The next step is therefore the development of methods for the controlled fabrication of molecular assemblies and their integration into usable macroscopic systems. In this respect, the "bottom-up" approach offers considerable advantages over any other methodology (i.e. "top-down") for the construction of nanoscale functional materials and devices. This approach generally exploits the hierarchical self-assembly of functional molecules through multiple non-covalent interactions to prepare long range ordered and defect-free assemblies barely accessible through conventional covalent synthesis. However, an intrinsic drawback of investigating such systems in solution or in a crystal is that molecular components cannot be directly addressed on a nanometric scale. As a consequence, the best engineering methodology involves modifying the surfaces of bulk materials such as metals or semiconductors by deposition of functional organic materials. The modified surfaces are then characterised using scanning probe microscopies (e.g. STM, AFM). To this end, surface-confined, supramolecularly constructed, bi-dimensional (2D) networks, featuring regular porous domains (controllable both in shape and size) are of particular significance in this research domain because their cavities can be used as receptors for the confinement of other remotely controlled functional molecules (e.g. molecular switches, luminescent chromophores). Since these complex nanostructures could ultimately find applications as optoelectronic devices, research efforts in this domain have been gathering momentum in recent years. The crafting of complex specialised tools, represented by architectures at the molecular level, has been always considered a task for Nature.

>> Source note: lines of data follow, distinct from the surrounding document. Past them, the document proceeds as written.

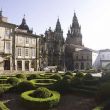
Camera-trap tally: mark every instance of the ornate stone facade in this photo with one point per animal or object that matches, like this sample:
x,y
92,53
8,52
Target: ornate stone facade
x,y
53,52
77,57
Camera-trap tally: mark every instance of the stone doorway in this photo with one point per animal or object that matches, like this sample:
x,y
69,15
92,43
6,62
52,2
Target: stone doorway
x,y
19,65
27,65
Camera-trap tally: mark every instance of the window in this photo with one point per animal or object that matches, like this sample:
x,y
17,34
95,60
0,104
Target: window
x,y
33,41
7,32
19,51
26,52
27,40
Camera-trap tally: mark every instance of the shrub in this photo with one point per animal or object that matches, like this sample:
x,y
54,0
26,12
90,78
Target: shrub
x,y
91,82
57,76
88,77
69,73
105,77
22,76
25,86
43,82
2,106
106,106
76,81
43,103
103,92
79,75
32,76
3,81
41,92
13,81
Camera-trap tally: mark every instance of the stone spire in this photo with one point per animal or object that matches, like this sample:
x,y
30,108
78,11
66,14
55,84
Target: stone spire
x,y
58,25
75,21
23,25
1,12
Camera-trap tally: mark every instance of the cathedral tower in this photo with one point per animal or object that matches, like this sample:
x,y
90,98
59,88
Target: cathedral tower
x,y
74,35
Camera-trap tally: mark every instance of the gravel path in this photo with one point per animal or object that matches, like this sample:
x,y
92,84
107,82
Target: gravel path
x,y
67,102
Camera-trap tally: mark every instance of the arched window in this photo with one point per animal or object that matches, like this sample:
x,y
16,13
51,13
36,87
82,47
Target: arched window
x,y
76,66
82,65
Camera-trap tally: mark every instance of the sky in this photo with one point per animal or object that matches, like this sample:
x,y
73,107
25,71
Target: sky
x,y
93,16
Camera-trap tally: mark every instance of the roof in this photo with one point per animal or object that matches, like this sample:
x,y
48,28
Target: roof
x,y
81,48
104,50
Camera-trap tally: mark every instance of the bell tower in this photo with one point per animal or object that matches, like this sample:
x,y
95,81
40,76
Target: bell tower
x,y
74,35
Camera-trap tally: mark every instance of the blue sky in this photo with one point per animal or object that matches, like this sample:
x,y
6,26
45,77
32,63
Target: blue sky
x,y
93,16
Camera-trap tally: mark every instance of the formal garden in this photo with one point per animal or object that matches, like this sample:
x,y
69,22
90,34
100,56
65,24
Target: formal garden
x,y
55,91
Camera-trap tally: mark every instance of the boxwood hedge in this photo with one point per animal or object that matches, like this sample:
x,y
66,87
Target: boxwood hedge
x,y
2,106
43,82
37,103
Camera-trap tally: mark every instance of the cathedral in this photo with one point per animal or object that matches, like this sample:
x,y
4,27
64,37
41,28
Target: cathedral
x,y
22,50
53,47
66,55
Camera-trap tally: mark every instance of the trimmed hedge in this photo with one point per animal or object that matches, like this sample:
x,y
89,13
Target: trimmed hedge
x,y
2,106
3,81
41,92
103,92
24,86
22,76
69,73
37,103
43,82
32,76
13,81
56,76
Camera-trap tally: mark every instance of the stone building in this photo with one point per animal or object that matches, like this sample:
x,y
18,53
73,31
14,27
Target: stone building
x,y
77,57
25,48
103,59
53,51
18,46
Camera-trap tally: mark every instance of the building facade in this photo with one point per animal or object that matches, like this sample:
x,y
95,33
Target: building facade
x,y
77,57
18,50
103,59
53,47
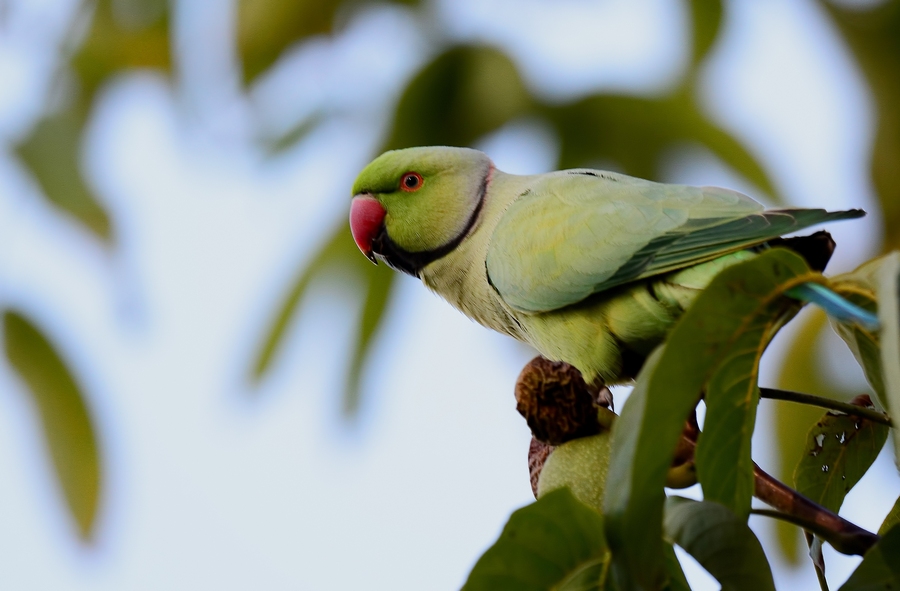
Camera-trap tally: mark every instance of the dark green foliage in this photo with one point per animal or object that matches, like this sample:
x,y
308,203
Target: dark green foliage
x,y
839,450
874,37
737,312
64,418
52,154
880,569
463,94
554,543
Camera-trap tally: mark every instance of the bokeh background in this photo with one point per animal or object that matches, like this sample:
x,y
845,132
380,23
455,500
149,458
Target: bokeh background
x,y
204,385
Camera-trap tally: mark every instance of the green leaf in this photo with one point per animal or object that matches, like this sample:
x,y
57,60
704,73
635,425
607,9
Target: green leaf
x,y
801,372
742,304
720,541
635,133
579,465
880,568
52,153
64,417
724,464
839,450
461,95
706,16
876,284
892,519
133,35
677,580
888,292
873,35
266,28
748,300
339,250
554,543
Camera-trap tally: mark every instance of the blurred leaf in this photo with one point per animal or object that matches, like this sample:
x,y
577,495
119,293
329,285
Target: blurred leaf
x,y
880,568
133,35
706,16
267,27
892,519
636,133
554,543
800,372
339,250
64,417
743,303
53,155
874,38
720,541
463,94
839,450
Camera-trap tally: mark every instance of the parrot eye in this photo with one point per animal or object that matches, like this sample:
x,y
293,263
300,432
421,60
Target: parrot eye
x,y
411,181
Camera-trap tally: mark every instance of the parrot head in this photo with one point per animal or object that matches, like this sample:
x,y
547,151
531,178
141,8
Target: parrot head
x,y
411,207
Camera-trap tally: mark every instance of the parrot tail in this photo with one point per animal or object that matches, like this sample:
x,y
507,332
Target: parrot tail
x,y
817,249
834,305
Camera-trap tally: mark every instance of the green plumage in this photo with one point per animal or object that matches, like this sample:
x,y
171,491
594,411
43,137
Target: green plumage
x,y
589,267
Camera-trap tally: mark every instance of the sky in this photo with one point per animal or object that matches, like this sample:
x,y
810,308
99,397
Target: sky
x,y
209,482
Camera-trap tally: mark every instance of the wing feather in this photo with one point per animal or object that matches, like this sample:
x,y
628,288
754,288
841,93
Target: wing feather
x,y
576,233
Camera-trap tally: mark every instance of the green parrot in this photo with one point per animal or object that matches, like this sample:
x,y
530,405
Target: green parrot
x,y
587,266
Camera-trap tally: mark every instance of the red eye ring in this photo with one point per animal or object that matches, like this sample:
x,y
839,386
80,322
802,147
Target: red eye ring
x,y
411,181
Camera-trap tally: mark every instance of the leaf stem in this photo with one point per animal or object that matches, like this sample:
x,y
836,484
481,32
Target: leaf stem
x,y
875,416
844,536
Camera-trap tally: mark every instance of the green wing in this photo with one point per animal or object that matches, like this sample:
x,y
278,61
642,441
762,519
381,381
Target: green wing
x,y
576,233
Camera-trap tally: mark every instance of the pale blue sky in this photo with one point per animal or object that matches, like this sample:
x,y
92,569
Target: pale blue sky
x,y
209,484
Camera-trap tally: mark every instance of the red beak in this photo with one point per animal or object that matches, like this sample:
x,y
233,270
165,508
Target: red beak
x,y
366,218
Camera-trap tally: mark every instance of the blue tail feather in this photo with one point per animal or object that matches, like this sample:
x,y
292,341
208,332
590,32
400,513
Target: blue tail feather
x,y
834,305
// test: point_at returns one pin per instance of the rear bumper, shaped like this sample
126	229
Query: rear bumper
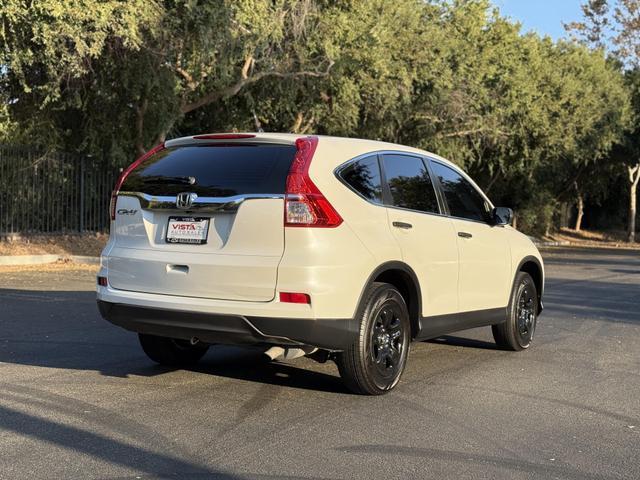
331	334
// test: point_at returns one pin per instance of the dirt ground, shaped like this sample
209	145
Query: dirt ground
89	244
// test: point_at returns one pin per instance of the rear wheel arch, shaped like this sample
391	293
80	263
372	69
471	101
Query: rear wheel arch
402	277
532	266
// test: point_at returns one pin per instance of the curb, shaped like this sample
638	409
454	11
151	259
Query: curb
44	259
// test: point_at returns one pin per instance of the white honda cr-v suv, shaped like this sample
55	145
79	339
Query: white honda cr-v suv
336	248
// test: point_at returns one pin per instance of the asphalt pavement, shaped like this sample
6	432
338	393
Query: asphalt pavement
79	399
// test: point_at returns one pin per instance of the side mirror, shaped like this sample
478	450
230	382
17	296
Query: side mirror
501	215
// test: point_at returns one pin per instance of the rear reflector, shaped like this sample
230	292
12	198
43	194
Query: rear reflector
125	173
224	136
305	205
289	297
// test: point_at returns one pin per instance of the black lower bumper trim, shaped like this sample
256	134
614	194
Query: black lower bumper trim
332	334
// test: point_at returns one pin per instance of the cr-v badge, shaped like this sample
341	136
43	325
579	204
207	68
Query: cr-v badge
185	200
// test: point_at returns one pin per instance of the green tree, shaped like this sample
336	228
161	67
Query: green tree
618	24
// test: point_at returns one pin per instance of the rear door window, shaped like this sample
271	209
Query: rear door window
364	177
409	183
214	171
463	199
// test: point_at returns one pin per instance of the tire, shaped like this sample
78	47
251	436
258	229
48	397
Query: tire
374	363
517	332
171	352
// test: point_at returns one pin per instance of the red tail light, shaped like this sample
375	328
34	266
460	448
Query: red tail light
305	205
289	297
125	173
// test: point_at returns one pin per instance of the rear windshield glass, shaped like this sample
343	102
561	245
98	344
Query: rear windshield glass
214	171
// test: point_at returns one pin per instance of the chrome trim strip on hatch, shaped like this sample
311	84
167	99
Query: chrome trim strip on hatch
200	204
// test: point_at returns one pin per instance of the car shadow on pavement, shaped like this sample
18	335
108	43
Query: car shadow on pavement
63	329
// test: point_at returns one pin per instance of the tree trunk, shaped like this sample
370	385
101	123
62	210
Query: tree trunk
634	177
580	206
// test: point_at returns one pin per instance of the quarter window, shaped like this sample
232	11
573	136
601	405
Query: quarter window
364	177
463	199
409	183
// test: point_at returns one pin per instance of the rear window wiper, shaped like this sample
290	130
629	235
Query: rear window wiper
164	180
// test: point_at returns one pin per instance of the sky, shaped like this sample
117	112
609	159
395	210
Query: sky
543	16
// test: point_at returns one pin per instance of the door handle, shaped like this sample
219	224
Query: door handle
404	225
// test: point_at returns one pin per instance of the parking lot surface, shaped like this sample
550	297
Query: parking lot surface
79	399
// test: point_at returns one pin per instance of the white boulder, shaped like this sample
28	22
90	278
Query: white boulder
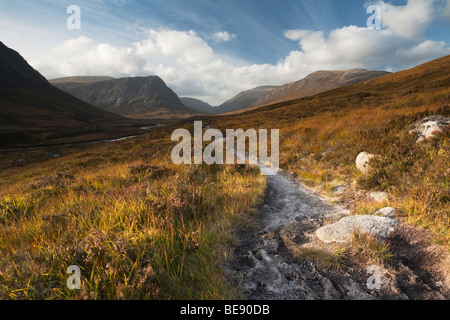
342	231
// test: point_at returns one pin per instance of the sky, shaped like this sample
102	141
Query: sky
213	49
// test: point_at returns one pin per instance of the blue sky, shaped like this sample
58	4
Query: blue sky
213	49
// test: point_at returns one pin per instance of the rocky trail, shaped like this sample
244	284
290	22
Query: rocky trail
267	266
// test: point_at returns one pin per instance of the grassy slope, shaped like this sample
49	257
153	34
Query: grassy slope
321	137
138	226
142	228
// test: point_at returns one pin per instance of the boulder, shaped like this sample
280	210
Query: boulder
362	162
379	196
429	126
342	231
386	212
339	190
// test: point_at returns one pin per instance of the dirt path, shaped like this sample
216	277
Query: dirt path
267	267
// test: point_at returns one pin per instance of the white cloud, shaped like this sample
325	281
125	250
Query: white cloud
222	36
446	12
188	64
410	20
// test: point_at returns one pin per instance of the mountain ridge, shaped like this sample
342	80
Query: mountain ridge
132	97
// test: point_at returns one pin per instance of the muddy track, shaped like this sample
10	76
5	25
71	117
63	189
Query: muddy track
266	267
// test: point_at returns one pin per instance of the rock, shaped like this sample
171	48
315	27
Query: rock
362	162
386	212
379	196
429	126
342	231
339	190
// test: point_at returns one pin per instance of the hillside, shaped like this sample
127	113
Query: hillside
318	82
137	97
141	227
33	112
197	105
244	100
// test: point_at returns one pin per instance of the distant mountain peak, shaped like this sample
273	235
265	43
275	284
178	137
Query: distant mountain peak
15	72
133	97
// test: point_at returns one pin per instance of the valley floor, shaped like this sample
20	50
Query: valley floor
283	260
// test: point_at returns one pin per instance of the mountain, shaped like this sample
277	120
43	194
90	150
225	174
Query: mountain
318	82
34	112
71	82
136	97
198	105
245	99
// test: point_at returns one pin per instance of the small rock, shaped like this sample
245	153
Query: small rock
379	196
342	231
386	212
429	126
362	162
339	190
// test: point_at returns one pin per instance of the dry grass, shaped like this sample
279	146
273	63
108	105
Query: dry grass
137	226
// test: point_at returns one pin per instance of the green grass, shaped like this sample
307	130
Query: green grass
137	226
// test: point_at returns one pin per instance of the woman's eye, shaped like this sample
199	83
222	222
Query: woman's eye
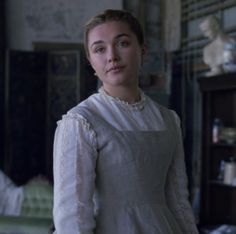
123	43
99	50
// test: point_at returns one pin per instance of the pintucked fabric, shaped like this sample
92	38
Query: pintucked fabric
119	168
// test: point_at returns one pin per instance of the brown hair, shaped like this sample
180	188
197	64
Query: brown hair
113	15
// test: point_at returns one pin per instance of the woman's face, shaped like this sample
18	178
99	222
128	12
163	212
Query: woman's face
115	54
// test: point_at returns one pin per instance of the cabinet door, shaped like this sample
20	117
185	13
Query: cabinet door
25	98
219	102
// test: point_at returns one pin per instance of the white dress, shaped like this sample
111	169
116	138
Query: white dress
119	169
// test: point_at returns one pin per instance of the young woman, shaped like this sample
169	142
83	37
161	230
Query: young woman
118	156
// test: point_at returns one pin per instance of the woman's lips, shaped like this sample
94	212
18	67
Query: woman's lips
115	69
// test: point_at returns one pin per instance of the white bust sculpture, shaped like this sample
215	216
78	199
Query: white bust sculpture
221	50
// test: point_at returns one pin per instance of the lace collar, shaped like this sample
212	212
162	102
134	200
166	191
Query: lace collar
138	106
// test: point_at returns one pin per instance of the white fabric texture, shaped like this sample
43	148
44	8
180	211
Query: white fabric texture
114	146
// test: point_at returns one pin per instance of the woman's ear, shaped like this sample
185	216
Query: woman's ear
143	52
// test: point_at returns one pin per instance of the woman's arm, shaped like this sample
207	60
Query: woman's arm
176	188
74	175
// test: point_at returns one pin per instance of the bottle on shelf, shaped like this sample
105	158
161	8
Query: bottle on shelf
216	128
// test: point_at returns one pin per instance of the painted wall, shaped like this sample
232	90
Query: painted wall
31	21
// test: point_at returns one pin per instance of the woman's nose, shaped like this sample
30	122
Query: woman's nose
113	55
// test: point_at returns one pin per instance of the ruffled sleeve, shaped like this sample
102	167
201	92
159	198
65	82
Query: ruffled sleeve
176	188
74	162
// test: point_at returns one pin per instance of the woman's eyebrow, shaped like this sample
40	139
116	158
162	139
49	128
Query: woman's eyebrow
116	37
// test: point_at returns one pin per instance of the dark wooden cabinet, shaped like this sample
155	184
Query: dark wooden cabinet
218	200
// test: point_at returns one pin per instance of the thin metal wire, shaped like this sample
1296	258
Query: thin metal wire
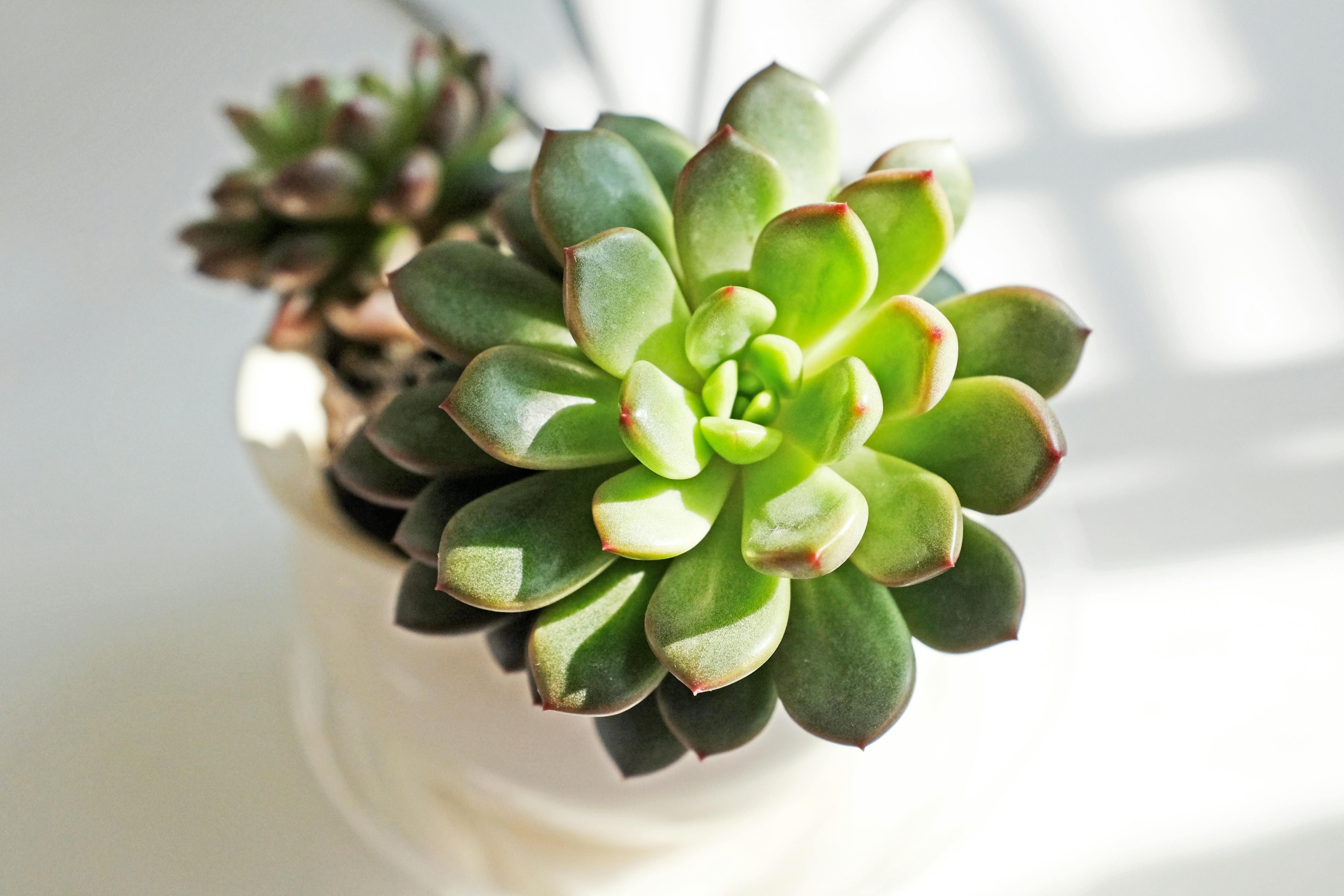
701	70
862	42
605	88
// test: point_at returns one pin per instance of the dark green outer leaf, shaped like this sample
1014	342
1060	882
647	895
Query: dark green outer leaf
846	668
422	527
527	545
995	441
421	608
718	721
975	605
370	475
1019	332
588	651
663	150
415	432
638	741
463	299
587	182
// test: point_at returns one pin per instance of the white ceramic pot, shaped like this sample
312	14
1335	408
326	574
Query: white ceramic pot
443	762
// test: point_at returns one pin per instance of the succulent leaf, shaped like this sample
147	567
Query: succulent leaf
777	362
1019	332
587	182
835	413
911	223
538	410
914	519
421	608
509	641
725	197
846	668
376	477
422	527
721	390
791	117
463	299
995	441
975	605
646	516
663	150
816	264
638	741
526	545
623	304
588	652
713	618
724	324
740	441
948	166
717	721
802	520
660	424
908	346
415	433
511	215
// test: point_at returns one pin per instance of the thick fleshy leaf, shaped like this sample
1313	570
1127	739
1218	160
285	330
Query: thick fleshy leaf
802	519
816	264
589	653
718	721
975	605
846	668
914	519
908	346
721	390
1019	332
943	287
995	441
421	608
509	643
526	545
836	411
725	323
464	299
511	215
740	441
587	182
623	304
646	516
714	620
373	476
660	424
911	223
534	409
663	150
422	527
791	117
777	362
726	195
416	433
638	741
948	166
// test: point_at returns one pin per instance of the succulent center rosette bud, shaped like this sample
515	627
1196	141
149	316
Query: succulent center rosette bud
755	440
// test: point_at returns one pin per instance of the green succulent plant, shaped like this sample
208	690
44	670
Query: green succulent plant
752	438
351	177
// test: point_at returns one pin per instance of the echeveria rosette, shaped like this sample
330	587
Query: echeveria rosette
751	430
349	179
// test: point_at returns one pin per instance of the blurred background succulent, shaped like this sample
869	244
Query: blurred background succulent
755	438
349	179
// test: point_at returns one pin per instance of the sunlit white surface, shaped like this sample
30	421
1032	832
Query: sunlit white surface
1242	265
1136	66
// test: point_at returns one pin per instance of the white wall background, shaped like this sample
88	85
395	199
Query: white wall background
1171	167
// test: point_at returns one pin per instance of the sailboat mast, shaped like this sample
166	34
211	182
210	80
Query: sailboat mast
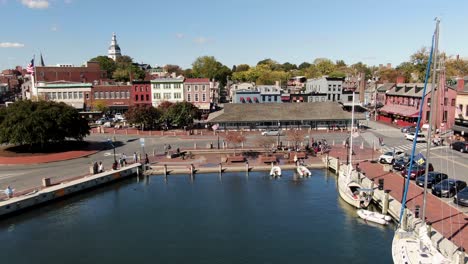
431	115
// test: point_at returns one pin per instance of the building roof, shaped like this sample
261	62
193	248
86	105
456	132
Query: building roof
197	80
282	112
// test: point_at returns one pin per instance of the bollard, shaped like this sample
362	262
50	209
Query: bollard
381	182
404	221
386	202
416	211
429	229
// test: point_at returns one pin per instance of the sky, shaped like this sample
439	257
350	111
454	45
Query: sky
234	32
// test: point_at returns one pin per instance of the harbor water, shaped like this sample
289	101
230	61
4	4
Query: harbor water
233	218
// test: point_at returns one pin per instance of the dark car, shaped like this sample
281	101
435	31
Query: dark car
433	178
460	146
400	164
448	187
461	198
416	171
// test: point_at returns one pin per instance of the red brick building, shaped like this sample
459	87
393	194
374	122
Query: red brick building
140	93
90	73
116	97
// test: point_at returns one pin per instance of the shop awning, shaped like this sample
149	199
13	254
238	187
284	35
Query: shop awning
401	110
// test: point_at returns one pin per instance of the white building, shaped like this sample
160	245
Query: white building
333	87
70	93
167	89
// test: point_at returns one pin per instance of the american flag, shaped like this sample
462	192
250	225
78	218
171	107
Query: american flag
30	67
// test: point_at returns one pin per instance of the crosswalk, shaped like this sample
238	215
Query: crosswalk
406	148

Nature's strategy consists of creating libraries of molecular elements with embedded information, so that a device for creating solar energy, e.g. a photosynthetic reaction centre, is spontaneously arranged or self-assembled from its elements. The RTN - PRAIRIES project has demonstrated that the understanding and formation of artificial molecular-sized architectures is possible. Through a molecular library conceived and characterised by partner nodes, the network has shown the first examples of extended bi-molecular architectures at surfaces. Such architectures, in conjunction with new molecular elements, will eventually make it possible to craft artificial tools at the molecular level, using the arrangement strategies in liquid media employed by Nature. The first artificial tools that can be envisaged are photovoltaics and sensors devices. In fact, the PRAIRIES network has achieved a new strategy for the conception of the new molecular elements needed to achieve the spontaneous arrangement of such complex artificial molecular devices, through the use of sophisticated theoretical supercomputer methods. Such a study, unique in its kind and literature, has given birth to a new area of studies, at the intersection of nanotechnology and supramolecular chemistry, which we have denoted supramolecular engineering.